Фонари редки и тусклы. Ветер и дождь перемешались.
Из больницы выходила бедная похоронная процессия; лошади под белыми попонами ступали так осторожно, что казалось, они больны и поэтому их ведут под уздцы.
Факельщики шли с фонарями, и это была не роскошь: масляные уличные фонари светили тускло.
За воротами приятелей встретил Коршунов; двор грязный, темный и лепечущий дождем.
Вдруг раздался крик, голос как будто не Федотова.
— Это Павел Андреевич, — сказал Коршунов. — Все кричит, что замучили его приятели.
Пошли дальше, стояли в темных сенях без огня.
Долгий, страшный, как будто на всю жизнь, крик продолжался.

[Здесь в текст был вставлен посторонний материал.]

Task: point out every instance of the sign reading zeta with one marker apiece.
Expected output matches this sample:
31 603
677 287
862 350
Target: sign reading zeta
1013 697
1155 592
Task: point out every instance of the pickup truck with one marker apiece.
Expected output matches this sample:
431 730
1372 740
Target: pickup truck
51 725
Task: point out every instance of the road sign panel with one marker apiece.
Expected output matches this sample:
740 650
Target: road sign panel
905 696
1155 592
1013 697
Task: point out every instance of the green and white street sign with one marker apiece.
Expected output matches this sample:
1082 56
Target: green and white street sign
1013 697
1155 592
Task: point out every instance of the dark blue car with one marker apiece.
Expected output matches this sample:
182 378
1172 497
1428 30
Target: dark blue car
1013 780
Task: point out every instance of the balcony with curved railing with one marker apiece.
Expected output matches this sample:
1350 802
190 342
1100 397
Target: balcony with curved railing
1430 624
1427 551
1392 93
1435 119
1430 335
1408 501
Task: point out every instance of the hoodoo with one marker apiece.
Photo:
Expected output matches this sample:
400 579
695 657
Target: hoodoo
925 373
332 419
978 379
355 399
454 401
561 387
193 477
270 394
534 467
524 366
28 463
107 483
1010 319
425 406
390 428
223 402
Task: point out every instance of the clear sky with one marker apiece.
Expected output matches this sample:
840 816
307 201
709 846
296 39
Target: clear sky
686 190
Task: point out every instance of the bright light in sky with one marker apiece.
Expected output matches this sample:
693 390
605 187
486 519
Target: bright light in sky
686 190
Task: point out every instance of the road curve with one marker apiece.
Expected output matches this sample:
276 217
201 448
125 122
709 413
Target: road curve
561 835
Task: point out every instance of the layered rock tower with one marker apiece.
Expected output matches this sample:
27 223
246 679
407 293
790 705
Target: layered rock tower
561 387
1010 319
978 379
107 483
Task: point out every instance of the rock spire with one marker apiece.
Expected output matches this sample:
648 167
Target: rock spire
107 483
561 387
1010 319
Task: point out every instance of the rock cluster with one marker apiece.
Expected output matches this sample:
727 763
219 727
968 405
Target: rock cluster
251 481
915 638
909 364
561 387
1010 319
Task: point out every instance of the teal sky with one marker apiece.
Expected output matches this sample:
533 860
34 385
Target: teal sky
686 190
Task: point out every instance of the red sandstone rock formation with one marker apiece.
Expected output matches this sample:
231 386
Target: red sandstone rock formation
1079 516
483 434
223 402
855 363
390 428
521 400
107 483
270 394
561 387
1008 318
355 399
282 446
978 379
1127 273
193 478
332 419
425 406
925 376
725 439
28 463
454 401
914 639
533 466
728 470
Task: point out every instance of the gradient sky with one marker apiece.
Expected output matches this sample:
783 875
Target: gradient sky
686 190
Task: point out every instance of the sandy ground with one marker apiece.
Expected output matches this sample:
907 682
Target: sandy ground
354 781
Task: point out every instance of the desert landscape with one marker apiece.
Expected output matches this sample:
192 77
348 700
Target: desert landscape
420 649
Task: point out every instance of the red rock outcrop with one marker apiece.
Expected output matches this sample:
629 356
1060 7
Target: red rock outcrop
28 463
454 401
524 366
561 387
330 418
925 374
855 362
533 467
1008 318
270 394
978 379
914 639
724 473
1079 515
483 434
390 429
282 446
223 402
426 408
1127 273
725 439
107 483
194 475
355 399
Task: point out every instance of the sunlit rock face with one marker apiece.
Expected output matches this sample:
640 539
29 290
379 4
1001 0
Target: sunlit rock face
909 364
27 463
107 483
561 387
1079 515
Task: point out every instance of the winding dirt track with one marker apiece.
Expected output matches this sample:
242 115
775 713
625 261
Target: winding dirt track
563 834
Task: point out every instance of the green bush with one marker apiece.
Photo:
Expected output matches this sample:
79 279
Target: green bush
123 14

Коршунов спустился по лестнице. Он держал в руках подсвечник с незажженной свечой и спички.
Спустились; замок в дверях щелкнул — вошли в чулан под лестницей.
В углу сверкнули два глаза, потом загорелась свеча.
Тень человека с привязанными к телу руками побежала по стенам, переламываясь в углах.
В смирительной рубахе, похожей на саван смертника, со связанными руками, с босыми ногами, бритой головой стоял перед ними тот, кого в отставке называли капитаном, а в искусстве — художником Федотовым.
Крик начал стихать. Федотов всматривался; изменились его глаза, и показалось знакомое лицо.
— А, милый Саша, и ты, Жемчужников, — волосы у тебя по-прежнему Иоанна Богослова, — сказал. Федотов почти спокойно.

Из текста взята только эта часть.